The first glimpses we have of God and man are ones showing the importance of intimacy. God teaches Adam that it’s not good for him to be alone and provides Eve as his wife. Then we see God strolling along with Adam and Eve, in the cool of the day, enjoying one another’s company and the beauties of Eden’s paradise. This is a scene that is repeated often in the opening pages of the Bible. God walks and talks with Enoch, Noah, and Abraham. It’s as if He wants to make clear early on His overwhelming desire and need to relate to us in intimate fellowship.
Yet most of us know far more about the absence of intimacy than the reality of it. Our culture is permeated with a sense of aloneness and isolation. Far too many of the people I meet (including Christians) do not carry the marks of intimate fellowship with God.
The psalmist David knew something about the joy of intimacy as well as the agonizing pain of emptiness. David was taken from tending sheep to become one of the most powerful kings of Israel. He drank deeply from the fountain of success. He had victory in battle, power over others, and abundant wealth. Yet, these things couldn’t fill his inner life. He cried, “As the deer longs for the water brook, so longs my souls for You, Oh God.” David knew that communion with God was more important than anything else. He said it this way, “There is one thing I have desired of the Lord, and I will seek it; to live with Him in His house all the days of my life, to contemplate His beauty, and to study at His feet.” The driving passion of David’s life was to maintain intimate union and communion with God. If he could only accomplish one thing in life, then intimacy with God would be that one thing.
That sounds strange to Western Christians who live in a culture passionate about success and driven to accumulate. Yet Jesus shows his agreement with David when he stood between a stressed out Martha and a seeking Mary and said to Martha, “One thing is essential, and Mary has chosen it.”

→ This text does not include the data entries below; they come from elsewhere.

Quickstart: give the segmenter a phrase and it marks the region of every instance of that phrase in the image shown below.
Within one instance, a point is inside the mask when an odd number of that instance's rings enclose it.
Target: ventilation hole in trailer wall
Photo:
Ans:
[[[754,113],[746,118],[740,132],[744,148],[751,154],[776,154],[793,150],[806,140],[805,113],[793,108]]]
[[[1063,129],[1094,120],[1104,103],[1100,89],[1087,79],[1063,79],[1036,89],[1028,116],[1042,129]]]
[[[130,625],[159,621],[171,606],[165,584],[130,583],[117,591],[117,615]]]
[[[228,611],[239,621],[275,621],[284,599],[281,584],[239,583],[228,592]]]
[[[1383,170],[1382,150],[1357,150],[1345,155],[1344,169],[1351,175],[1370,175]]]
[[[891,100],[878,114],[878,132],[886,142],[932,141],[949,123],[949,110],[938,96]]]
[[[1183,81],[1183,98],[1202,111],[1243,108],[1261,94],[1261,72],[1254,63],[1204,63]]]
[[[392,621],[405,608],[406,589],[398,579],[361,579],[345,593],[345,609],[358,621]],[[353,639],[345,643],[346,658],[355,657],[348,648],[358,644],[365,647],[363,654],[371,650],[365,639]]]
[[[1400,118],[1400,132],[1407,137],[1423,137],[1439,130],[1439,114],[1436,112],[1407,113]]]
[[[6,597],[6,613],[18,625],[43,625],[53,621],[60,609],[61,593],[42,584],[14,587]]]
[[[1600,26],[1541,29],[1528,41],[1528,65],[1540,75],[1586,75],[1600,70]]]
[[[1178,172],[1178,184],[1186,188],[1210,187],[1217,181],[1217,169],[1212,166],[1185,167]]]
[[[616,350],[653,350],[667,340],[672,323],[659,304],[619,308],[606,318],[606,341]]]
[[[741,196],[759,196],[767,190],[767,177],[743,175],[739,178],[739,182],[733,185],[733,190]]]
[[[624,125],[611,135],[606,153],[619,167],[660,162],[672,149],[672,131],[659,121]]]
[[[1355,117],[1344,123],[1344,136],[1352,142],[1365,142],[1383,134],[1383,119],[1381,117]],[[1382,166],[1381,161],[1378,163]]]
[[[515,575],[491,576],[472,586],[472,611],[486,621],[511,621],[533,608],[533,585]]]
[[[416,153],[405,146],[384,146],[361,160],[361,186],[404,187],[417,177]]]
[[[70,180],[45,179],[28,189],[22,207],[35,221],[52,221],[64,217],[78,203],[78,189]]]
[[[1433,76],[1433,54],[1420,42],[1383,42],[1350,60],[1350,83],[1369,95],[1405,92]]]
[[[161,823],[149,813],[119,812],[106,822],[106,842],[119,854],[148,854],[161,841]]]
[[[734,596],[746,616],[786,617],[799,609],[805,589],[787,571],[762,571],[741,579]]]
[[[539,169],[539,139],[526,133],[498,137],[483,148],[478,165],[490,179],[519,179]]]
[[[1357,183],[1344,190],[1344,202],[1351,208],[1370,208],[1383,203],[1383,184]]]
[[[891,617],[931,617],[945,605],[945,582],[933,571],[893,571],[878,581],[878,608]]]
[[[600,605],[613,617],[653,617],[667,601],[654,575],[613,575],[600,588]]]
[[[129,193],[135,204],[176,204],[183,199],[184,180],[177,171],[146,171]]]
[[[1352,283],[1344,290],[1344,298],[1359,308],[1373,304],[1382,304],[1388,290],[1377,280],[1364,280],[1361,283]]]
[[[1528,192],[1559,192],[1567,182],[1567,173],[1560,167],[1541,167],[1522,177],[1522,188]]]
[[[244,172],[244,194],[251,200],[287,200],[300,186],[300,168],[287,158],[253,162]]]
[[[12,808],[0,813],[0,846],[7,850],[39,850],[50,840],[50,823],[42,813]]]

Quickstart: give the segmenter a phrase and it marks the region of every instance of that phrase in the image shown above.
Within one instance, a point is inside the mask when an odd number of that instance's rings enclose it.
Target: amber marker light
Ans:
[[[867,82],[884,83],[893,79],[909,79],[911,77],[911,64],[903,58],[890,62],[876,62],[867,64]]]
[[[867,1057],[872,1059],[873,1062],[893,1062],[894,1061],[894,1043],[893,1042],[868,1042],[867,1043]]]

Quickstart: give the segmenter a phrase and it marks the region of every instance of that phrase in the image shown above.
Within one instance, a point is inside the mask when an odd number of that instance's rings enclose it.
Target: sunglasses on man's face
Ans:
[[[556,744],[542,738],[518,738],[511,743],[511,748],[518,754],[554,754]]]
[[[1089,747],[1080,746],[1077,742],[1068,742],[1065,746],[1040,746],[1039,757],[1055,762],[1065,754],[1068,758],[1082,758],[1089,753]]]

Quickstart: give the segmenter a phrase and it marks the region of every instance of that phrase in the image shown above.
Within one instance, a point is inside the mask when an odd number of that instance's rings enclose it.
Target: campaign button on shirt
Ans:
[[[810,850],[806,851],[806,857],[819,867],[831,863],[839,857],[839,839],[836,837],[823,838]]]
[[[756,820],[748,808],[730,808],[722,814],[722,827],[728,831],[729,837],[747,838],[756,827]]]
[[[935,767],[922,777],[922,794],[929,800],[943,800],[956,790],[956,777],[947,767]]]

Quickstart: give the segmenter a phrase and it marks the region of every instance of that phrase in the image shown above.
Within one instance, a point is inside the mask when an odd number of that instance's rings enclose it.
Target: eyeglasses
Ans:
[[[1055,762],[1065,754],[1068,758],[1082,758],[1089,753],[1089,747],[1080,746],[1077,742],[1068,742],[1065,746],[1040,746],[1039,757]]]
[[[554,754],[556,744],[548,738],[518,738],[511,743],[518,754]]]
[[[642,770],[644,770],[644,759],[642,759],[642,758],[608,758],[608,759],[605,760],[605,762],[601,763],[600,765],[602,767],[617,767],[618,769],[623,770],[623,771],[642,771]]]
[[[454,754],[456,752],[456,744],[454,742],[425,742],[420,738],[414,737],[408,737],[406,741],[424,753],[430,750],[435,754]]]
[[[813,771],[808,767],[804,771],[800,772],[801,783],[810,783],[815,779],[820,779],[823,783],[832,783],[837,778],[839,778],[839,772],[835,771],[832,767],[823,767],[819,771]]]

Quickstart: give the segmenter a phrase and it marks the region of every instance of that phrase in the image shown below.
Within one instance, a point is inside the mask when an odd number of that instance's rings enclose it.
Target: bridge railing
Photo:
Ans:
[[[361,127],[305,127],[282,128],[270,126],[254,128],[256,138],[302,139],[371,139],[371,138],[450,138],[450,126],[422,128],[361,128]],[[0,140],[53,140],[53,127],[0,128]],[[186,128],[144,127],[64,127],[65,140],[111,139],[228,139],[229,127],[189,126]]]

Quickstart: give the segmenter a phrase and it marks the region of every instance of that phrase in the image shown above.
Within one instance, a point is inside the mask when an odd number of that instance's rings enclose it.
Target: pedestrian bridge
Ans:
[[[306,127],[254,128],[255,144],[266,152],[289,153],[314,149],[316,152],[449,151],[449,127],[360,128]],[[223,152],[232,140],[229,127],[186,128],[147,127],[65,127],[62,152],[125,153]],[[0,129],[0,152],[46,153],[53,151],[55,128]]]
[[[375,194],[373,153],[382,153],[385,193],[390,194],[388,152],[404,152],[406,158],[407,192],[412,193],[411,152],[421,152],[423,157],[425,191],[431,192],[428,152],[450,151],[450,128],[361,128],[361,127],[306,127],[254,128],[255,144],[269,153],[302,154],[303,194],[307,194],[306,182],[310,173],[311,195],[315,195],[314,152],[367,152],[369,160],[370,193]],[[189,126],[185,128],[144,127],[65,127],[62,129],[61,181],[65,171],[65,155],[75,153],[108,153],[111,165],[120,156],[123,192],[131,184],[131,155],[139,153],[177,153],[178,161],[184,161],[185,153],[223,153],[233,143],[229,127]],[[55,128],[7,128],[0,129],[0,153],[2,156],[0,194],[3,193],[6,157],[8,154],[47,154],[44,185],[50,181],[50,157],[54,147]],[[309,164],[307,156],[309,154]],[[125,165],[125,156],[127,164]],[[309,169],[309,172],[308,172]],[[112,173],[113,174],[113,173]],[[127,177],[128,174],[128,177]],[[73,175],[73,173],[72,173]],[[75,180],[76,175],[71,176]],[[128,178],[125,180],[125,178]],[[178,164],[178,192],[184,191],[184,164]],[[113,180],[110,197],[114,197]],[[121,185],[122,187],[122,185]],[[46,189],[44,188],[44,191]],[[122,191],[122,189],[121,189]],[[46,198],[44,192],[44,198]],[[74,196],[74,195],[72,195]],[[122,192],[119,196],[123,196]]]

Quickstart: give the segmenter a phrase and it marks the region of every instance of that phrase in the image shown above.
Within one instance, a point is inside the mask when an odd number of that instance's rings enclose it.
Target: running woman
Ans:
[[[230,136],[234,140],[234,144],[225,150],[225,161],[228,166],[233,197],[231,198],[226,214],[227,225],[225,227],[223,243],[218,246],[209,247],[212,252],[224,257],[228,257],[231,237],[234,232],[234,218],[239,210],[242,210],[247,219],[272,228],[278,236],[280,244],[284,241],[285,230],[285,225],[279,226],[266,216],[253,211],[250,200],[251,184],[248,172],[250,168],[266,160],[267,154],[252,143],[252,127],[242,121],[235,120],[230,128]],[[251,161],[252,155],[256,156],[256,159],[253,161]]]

When we choose intimacy with God, we find an inner joy and peace that nothing can take away. When we choose preoccupation with earthly things (no matter how legitimate), we find disappointment, frustration, resentment, self-centeredness, anger and sometimes bitterness.
Intimacy with God is the only answer to inner emptiness. And it can only be found in being loved by God, loving Him in return, and walking in intimate union and communion with Him. If you lack the intimacy you know you should have, whatever the reason, draw near to God, and He will draw near to you.